How To Remove Paint From Brick In 5 Easy Steps
Brick is especially tough to remove paint from because it’s porous. If a brick wall has been painted for several years, you’re looking at some serious elbow grease to get it back into something resembling its original condition. Thankfully, there are some industrial-strength cleaning agents you can use that will aid in your endeavor. Let’s take a look at what you need and how exactly you can go about stripping the paint from your brick.
Before You Start
First, you’ll need to lay down a tarp or some painter’s plastic below the brick and the surrounding area. There will be a lot of dust, paint flakes, and other debris, and this will make the cleanup easier. This is especially essential when you’re stripping paint from interior brick.
Next, you have to protect your health against the hazardous chemicals you’re working with, not to mention the tons of dust and debris you’re about to throw around. Every paint stripper has its own personal protective requirements, but we’ve put together a list of what you need below.
- Heat gun
- Trisodium phosphate (TSP)
- Stiff-bristled nylon brush
- Painter’s plastic/tarp
- Trowel/5-in-1 scraper
- Paint stripper (acetone, paint stripping gel, etc.)
- Protective gear: eye protection, long-sleeved shirt & pants, dust mask, gloves
- Disc sander & sandpaper
How To Remove Paint From Brick In 5 Easy Steps
1. Test The Brick
There are several reasons to strip the paint from brick: you want it to go back to the original color, you want to paint it, and so on. Either way, you’ll need to test your process on a small corner of the brick before you commit to cleaning all the brick.
Why do you want to do this? Because the brick might be discolored, you don’t like the brick’s original color, or the painters painted over it to disguise a flaw in the surface. Just take our word for it and apply this guide on a small scale to a corner of the brick.
2. Prepare The Brick for Cleaning
Hose the brick with warm water, or alternatively, wipe it down with warm water if working indoors. Next, use a heat gun to soften up the paint. Pay close attention to exposed edges within the brickwork.
Take your disc sander and go over the brick area. Depending on how old and thick the paint is, you might get a lot of the paint off, or you might just be lightening it up. Either way, this will help your next steps immeasurably.
3. Mix and Apply Paint Stripping Solution
In a large bucket, mix a 2:1 ratio of trisodium phosphate with warm water, or according to manufacturer instructions. Mix the solution until the TSP has completely and fully dissolved.
Using your stiff nylon brush, apply the TSP to the brick and scrub the paint. As you scrub, it will flake off and reveal the brick underneath. Don’t linger on one area for too long unless the paint is just not coming off, because you don’t want to damage the brick.
Repeat your application of TSP as necessary. Some brick is easy to clean, and some brick is much, much tougher.
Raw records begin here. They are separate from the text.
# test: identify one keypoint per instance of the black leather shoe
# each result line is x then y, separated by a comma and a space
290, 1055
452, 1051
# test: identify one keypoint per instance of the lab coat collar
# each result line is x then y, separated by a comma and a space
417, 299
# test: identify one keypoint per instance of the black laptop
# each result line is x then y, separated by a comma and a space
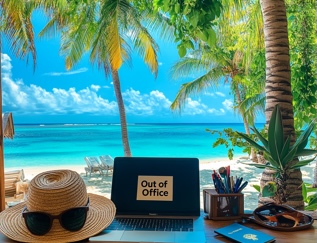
157, 199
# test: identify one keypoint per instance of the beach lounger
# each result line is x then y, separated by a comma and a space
93, 166
11, 179
106, 163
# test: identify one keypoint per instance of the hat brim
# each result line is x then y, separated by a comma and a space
100, 215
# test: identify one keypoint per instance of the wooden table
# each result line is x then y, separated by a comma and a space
304, 236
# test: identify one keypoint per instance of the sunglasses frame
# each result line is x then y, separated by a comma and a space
52, 217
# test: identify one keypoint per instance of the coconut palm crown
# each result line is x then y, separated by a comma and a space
280, 154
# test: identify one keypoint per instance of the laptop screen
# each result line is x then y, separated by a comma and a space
156, 186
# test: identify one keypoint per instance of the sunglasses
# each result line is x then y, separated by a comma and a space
40, 223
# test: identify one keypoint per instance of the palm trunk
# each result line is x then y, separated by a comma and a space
2, 189
123, 121
278, 90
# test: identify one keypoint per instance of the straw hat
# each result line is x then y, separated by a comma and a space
54, 192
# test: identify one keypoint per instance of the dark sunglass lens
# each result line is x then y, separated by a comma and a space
38, 223
74, 219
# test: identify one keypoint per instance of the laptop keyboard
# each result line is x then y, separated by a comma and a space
153, 224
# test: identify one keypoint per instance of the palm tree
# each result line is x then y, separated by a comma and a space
109, 30
15, 19
278, 91
230, 58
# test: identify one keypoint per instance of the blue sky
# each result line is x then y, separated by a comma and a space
51, 94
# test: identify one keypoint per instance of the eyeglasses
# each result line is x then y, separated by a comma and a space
40, 223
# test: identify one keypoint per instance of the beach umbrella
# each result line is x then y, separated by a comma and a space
7, 131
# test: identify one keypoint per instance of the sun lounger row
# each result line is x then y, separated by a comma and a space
103, 165
12, 185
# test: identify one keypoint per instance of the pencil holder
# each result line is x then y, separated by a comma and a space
223, 206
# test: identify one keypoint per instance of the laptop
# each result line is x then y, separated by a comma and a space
155, 189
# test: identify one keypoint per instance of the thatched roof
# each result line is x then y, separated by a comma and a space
7, 125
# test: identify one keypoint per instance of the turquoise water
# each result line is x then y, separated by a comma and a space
48, 145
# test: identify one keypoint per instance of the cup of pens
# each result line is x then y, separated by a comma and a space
225, 201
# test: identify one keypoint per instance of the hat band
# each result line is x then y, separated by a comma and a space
40, 223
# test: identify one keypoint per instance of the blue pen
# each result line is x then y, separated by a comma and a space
238, 183
242, 186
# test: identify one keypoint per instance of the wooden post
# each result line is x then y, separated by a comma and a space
2, 189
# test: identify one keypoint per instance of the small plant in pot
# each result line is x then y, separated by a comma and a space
282, 157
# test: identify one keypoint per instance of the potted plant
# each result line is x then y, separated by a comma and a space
282, 156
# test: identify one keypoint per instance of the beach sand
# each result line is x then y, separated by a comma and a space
102, 184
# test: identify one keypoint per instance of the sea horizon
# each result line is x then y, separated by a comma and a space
67, 144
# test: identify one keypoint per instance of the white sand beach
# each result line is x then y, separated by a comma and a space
102, 184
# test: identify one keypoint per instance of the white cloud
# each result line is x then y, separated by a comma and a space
228, 104
33, 99
81, 70
95, 87
220, 94
146, 104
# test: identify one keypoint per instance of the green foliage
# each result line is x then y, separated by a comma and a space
191, 19
303, 53
268, 190
230, 139
309, 196
282, 156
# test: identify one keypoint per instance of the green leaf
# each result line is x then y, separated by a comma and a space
302, 140
302, 163
306, 152
181, 50
252, 143
212, 38
304, 192
289, 157
269, 189
285, 150
261, 138
202, 35
193, 19
177, 8
257, 187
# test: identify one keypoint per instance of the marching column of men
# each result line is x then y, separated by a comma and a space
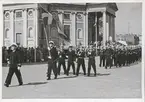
110, 55
119, 55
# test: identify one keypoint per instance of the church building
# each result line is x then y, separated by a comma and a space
82, 23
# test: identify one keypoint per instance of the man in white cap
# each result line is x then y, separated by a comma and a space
14, 63
52, 59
Repeat this step as many times as you need to.
4. Treat Stubborn Paint Stains
Because brick is very porous, chances are you’ll come across some spots where the paint has appeared to stain the brick, making it extremely tough to get off. In this case, it’s time to break out the big guns: your paint stripping agent. Acetone is popular, but paint stripping gel works too. Any cleaning agent designed to strip paint will work just the same.
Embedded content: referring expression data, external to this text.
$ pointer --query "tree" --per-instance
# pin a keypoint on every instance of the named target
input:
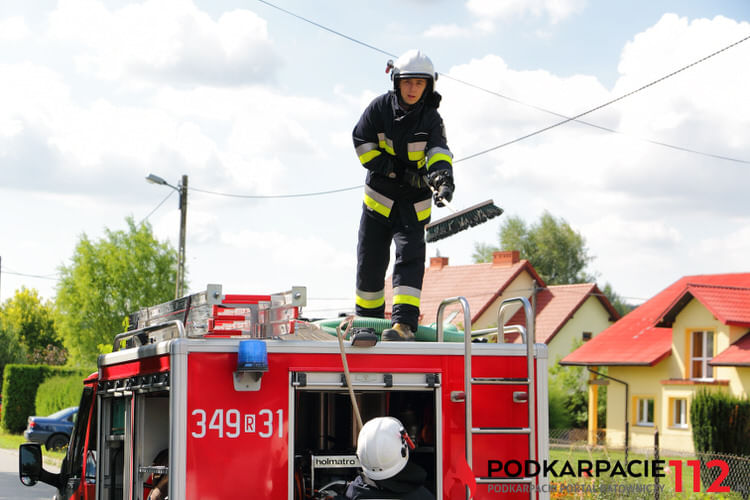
(107, 280)
(30, 321)
(617, 302)
(11, 350)
(557, 252)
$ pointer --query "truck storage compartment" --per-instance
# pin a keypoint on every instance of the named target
(325, 430)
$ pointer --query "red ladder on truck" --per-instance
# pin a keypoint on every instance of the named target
(527, 334)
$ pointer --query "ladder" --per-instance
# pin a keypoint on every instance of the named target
(210, 313)
(527, 334)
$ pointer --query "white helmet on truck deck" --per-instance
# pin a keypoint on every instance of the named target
(413, 64)
(382, 448)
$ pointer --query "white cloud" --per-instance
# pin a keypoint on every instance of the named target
(555, 10)
(14, 29)
(449, 31)
(167, 40)
(729, 251)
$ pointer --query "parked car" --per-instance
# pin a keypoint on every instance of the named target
(52, 431)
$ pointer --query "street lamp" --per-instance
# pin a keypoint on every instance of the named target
(182, 190)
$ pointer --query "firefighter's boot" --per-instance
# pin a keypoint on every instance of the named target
(397, 332)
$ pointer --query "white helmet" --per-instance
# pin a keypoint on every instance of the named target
(413, 64)
(382, 448)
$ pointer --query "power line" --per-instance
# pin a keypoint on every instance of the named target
(612, 101)
(567, 119)
(594, 125)
(156, 207)
(258, 196)
(25, 275)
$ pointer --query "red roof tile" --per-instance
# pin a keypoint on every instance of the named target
(555, 305)
(730, 305)
(638, 338)
(481, 284)
(737, 354)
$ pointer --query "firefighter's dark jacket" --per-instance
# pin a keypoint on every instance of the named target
(398, 147)
(406, 485)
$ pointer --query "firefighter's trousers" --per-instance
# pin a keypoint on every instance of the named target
(373, 255)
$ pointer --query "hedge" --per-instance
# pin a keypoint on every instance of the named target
(721, 423)
(721, 429)
(58, 392)
(20, 383)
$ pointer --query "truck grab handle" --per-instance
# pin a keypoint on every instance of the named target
(126, 335)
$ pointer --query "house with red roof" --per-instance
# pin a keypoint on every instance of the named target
(565, 315)
(695, 334)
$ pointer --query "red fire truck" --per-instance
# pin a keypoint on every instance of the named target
(252, 402)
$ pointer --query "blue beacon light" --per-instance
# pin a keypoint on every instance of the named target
(252, 356)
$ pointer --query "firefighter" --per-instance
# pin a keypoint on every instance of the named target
(400, 140)
(383, 451)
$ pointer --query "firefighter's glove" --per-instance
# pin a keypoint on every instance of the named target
(443, 187)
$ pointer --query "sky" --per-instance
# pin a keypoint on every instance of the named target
(256, 100)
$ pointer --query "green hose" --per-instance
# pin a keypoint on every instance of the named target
(424, 333)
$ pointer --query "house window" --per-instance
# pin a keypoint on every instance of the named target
(645, 410)
(679, 413)
(701, 352)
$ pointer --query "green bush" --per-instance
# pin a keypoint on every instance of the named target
(58, 392)
(721, 423)
(20, 383)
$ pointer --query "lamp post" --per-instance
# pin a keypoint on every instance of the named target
(182, 190)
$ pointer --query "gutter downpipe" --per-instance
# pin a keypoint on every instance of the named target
(627, 398)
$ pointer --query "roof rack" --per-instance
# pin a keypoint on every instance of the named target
(211, 314)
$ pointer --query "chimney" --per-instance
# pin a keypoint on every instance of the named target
(505, 258)
(438, 262)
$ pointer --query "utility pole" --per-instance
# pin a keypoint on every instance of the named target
(179, 288)
(182, 190)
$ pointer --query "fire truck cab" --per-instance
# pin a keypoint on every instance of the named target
(251, 402)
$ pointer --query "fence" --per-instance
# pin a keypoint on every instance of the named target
(602, 472)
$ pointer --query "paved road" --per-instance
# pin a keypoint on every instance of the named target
(12, 489)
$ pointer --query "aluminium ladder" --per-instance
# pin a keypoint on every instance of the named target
(527, 334)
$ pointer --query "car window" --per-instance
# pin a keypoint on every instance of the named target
(62, 414)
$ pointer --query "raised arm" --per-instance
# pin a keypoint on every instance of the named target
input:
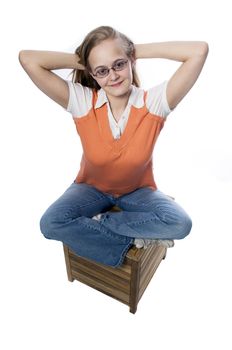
(38, 65)
(193, 55)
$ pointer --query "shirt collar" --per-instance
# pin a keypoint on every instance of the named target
(136, 98)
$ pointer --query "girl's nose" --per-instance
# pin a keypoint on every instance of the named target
(112, 74)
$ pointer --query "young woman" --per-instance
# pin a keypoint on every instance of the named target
(118, 123)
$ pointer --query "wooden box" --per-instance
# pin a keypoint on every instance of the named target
(125, 283)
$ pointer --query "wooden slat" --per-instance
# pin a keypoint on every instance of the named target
(145, 279)
(119, 295)
(124, 268)
(111, 280)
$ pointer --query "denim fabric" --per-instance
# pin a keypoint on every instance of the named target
(145, 213)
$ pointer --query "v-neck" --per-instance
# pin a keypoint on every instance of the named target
(134, 119)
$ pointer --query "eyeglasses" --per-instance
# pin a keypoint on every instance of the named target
(104, 71)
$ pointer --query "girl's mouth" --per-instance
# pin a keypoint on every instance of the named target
(116, 85)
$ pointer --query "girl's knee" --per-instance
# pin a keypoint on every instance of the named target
(184, 227)
(46, 226)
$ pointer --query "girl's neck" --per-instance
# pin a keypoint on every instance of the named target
(119, 103)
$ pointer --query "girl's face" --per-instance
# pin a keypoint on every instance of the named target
(116, 83)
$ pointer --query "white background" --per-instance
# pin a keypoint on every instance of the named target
(187, 305)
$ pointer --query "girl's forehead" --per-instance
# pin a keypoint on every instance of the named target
(106, 52)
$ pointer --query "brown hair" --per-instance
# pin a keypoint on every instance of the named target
(91, 40)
Identify spots where your TSP treatment didn’t get all the paint off and apply your paint stripping agent. Use your nylon brush to scrub until you’ve successfully removed the paint and wash away the paint stripper according to manufacturer instructions.
5. Rinse and Clean Up
Now that you’ve stripped your brick surface of all its paint, you probably have a nice, big pile of paint flakes and other assorted debris. If you’re working indoors, remove your tarp and vacuum up any remaining paint debris. If working outdoors, simply pack up the tarp and move for later disposal.
The next and final step is to rinse the brick to remove any lingering debris on its surface. Outdoors, you can just spray the brick down with a hose and call it a day. If you’re indoors, though, you’ll need to wipe the brick down with a clean rag and warm water.
Dispose of your paint debris, vacuum or sweep up the area, and you’re all finished!
Although brick is tough to get paint out of, it’s possible with a little hard work and some industrial-strength chemicals. No matter why you want to strip the paint from your brick, this guide will have you well on your way.